2.  Question 7 deals with God’s infinity in his essence, and the first article asks whether God is infinite at all (recall the old “an est” -> “quid est” structure: first we inquire whether God is infinite, and then follow up questions which clarify the mode of his limitlessness).  He proposes three objections: first, that what is infinite is infinite by a lack of determination, ad thus infinity is a kind of imperfection; second, that the categories of infinity and finitude belong to quantity, which is proper to bodies, which God is not; third, that to be limited is to be finite, and God is not all things, so that God is not infinite in being.

3.  For the sed Contra he cites the first book of St. John Damascene’s treatise on the Orthodox Faith.

4.  In the Corpus he begins with a short excursus on the opinions of the ancient pagan philosophers, and then proceeds to solve the question of God’s infinity by examining the meaning of infinity as regards matter and form in things.  It is to be noted that Thomas focuses mainly in this article on the infinity of a thing’s essence or nature.  Thus he observes that matter is infinite in nature because as matter it is in potency to any number of possible forms that it might receive.  Thus in matter, infinity is indeed a kind of imperfection, as the first objection suggests.  But on the part of form, limitation comes from two sources: first from the intrinsic limitations of a particular form as to the nature of its act; second from the matter in which a form is received, because matter contracts the extent of a form (per materiam formae amplitudo contrahitur).  For most forms, this contraction could nonetheless be said to be concomitant with perfection, because without its reception into particular matter, the form has no existence.  But if a form is separate from matter an dsubsists in itself, then its amplitude or fullness is not contracted or limited at all, and thus it can be said to be infinite, not in potency the way matter is, but in its own act.  Then, if the nature of that act is unlimited by any potency at all, as God’s is, the form could be said to be absolutely and essentially infinite.  Thus God, who is pure subsisting form, removed from all matter, and pure act, without any potency, is infinite.
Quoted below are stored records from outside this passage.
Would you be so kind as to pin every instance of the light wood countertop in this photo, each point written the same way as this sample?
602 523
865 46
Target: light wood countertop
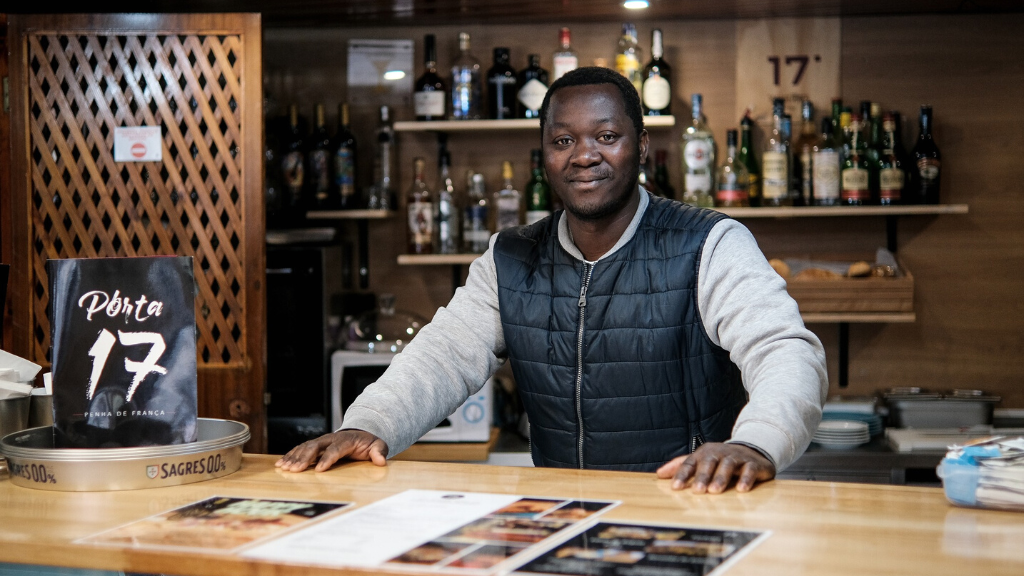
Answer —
818 528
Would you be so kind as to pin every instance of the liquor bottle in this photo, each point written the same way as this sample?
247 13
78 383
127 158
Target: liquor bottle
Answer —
803 155
826 166
344 161
467 89
928 163
891 168
628 56
775 164
475 231
421 212
538 191
565 57
430 90
293 165
382 193
532 83
698 159
501 87
662 180
856 191
656 90
446 211
508 201
732 179
749 160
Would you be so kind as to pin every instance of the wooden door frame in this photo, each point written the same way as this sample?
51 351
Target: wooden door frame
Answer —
224 393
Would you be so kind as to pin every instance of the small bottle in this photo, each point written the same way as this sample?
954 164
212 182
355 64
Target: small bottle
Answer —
501 87
775 164
467 89
826 167
344 161
732 179
508 201
928 163
628 56
656 90
697 159
662 180
532 83
750 161
475 231
421 212
565 57
293 165
538 191
382 194
856 190
430 90
446 210
891 169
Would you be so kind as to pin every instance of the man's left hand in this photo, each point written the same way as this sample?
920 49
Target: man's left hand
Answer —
713 466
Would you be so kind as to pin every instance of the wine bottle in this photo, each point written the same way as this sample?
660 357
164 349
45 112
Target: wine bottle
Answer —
656 90
430 94
532 84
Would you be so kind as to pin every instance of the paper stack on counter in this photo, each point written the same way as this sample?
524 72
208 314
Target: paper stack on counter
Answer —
988 472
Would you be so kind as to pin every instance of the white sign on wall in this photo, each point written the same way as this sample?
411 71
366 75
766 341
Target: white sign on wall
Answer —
137 144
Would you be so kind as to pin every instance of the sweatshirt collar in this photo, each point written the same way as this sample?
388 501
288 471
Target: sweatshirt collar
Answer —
565 239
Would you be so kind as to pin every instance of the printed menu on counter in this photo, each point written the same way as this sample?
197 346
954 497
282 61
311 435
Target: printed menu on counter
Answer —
219 524
430 530
628 549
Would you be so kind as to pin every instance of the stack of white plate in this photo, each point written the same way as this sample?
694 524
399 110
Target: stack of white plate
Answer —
841 435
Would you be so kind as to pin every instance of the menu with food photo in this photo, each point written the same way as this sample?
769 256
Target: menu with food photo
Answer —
220 524
436 531
625 549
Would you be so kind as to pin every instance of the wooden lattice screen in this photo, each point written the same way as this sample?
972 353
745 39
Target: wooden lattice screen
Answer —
74 80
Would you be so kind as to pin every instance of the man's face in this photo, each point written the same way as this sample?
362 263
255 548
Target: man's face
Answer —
592 154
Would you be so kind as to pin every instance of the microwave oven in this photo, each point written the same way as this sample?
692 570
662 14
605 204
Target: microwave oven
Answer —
352 371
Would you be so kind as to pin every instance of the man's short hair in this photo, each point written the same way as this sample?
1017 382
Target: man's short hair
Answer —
597 75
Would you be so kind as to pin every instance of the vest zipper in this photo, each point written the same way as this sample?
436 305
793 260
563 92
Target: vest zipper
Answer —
588 271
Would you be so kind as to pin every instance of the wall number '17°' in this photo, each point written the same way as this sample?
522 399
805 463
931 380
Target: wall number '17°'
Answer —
801 59
100 351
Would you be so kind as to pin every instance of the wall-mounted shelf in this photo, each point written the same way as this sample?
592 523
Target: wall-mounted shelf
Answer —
494 125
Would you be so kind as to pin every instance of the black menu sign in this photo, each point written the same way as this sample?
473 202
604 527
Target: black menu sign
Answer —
124 352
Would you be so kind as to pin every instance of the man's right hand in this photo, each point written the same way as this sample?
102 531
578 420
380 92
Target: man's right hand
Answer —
354 445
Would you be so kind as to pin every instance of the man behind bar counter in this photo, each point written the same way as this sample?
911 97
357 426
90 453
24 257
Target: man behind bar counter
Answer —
633 325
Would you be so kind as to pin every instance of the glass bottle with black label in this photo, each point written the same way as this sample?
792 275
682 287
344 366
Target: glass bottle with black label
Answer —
532 85
420 209
344 161
430 90
501 87
928 163
656 90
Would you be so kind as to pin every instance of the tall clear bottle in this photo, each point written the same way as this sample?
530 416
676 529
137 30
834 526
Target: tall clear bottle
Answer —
467 87
508 201
565 57
382 193
698 159
656 91
344 161
775 164
732 180
446 211
420 209
475 227
629 56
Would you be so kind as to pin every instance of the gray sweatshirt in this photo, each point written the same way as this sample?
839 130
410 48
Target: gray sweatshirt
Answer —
742 302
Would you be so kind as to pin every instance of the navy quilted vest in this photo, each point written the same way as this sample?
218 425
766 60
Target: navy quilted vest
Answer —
621 375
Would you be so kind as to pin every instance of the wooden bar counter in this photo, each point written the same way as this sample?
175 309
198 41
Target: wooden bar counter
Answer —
817 528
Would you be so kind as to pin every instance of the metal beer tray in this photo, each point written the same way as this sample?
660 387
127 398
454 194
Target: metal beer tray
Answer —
33 462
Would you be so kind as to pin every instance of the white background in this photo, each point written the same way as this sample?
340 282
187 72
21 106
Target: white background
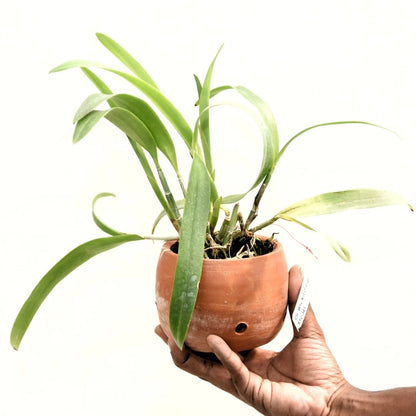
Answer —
91 348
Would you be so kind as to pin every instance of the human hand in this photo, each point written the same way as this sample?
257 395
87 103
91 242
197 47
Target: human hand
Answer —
302 379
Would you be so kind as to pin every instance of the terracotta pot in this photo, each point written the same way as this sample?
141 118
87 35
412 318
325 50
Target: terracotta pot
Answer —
242 300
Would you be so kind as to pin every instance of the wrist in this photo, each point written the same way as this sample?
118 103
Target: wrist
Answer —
351 401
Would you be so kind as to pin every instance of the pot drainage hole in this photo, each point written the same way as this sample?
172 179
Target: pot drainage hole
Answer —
240 328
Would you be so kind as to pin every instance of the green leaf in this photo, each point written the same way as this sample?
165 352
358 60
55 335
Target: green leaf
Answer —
191 250
97 81
89 104
120 53
334 123
164 105
86 124
338 247
180 204
333 202
198 87
204 96
133 127
97 221
151 178
65 266
264 118
150 119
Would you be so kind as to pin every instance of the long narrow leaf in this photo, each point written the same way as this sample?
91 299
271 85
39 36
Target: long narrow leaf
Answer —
90 104
120 53
133 127
86 124
191 248
97 81
65 266
150 119
97 221
151 178
104 89
333 123
164 105
333 202
204 115
338 247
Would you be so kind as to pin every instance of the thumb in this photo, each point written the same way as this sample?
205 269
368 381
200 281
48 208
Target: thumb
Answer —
310 327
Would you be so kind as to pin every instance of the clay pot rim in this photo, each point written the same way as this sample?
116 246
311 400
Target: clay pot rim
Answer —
277 247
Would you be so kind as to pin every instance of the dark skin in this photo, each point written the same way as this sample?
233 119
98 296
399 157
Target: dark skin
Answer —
302 380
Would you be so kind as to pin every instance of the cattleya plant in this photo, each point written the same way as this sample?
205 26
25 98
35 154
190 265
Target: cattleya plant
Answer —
195 215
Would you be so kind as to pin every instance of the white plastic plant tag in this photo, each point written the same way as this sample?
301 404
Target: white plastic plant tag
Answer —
302 303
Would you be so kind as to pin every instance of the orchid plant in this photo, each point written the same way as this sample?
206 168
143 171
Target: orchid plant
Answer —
206 222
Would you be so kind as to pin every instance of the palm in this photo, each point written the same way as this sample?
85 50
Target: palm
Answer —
300 380
305 374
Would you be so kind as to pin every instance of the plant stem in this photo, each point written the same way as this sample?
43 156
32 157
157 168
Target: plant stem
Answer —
176 221
255 208
265 224
227 228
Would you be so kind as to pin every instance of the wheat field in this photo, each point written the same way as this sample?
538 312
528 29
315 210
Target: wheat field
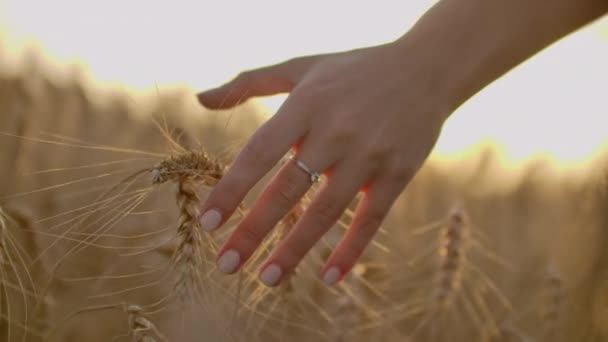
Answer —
99 239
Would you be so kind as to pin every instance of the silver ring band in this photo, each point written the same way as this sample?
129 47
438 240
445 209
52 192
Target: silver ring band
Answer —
314 176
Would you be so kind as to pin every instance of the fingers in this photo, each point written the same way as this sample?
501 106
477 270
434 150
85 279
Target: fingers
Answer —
263 150
370 213
286 189
341 187
275 79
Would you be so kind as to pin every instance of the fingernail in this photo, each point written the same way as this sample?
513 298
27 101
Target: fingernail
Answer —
271 275
210 220
331 276
228 262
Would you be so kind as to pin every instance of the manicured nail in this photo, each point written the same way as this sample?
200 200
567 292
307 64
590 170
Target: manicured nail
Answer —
271 275
228 262
210 220
331 276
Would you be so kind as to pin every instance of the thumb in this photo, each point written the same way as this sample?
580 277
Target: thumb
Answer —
270 80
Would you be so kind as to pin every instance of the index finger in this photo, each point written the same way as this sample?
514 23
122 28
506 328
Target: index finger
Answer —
263 150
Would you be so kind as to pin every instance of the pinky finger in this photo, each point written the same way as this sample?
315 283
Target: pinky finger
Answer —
370 214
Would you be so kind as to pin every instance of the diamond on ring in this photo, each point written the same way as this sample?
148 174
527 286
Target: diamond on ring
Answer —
314 176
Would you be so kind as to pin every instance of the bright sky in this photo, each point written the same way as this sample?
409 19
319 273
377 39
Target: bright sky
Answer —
556 103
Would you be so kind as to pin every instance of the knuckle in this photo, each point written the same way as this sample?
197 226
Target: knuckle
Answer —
400 173
250 236
370 223
286 190
327 211
255 155
378 152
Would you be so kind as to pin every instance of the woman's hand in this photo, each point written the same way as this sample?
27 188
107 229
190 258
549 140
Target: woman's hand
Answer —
365 119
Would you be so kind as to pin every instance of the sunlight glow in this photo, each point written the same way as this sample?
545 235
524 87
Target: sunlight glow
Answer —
554 105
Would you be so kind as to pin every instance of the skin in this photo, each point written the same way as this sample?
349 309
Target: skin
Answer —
367 119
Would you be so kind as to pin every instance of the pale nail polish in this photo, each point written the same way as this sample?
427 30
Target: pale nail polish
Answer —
331 276
210 220
228 262
271 275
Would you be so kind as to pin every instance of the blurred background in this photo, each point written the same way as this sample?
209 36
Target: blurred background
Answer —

5.  Thomas omits the reply to the first objection, since it is solved by the Corpus.  To the second he responds by saying that quantitative infinity is an infinity on the part of matter. He demonstrates this by pointing out that a figure or shape, which consists of a certain limited quantity of matter, is limited by its form.  Thus an unlimited quantity of matter would be matter unlimited by any form or figure.  And this case has already been discussed in the Corpus.

6.  The third objection he answers by observing that God’s distinctness from creatures is already clear because he subsists in himself, which is true of no other creature, and that being, which is received from God by creatures, subsists in him alone, so that he is radically separate from them. 


- Infinity signifies a kind of imperfection.
- Infinity is a quantitative category.
- To be truly infinite a thing’s being cannot be limited by the existence of things distinct from it.

- Infinity in matter is indeterminacy as regards form, and thus signifies imperfection.
- Infinity in form is a removal of the limitations provided by particular matter, and thus signifies a kind of perfection.
- In God form subsists totally without matter, and thus has a kind of infinity.

- See Corpus
- Quantitative infinity is a kind of material infinity, since an infinity quantity is infinite by the lack of a determinate shape or figure.
- God is distinct from creatures by virtue of his self-subsistence, which is the reason for his infinity, and does not detract from it.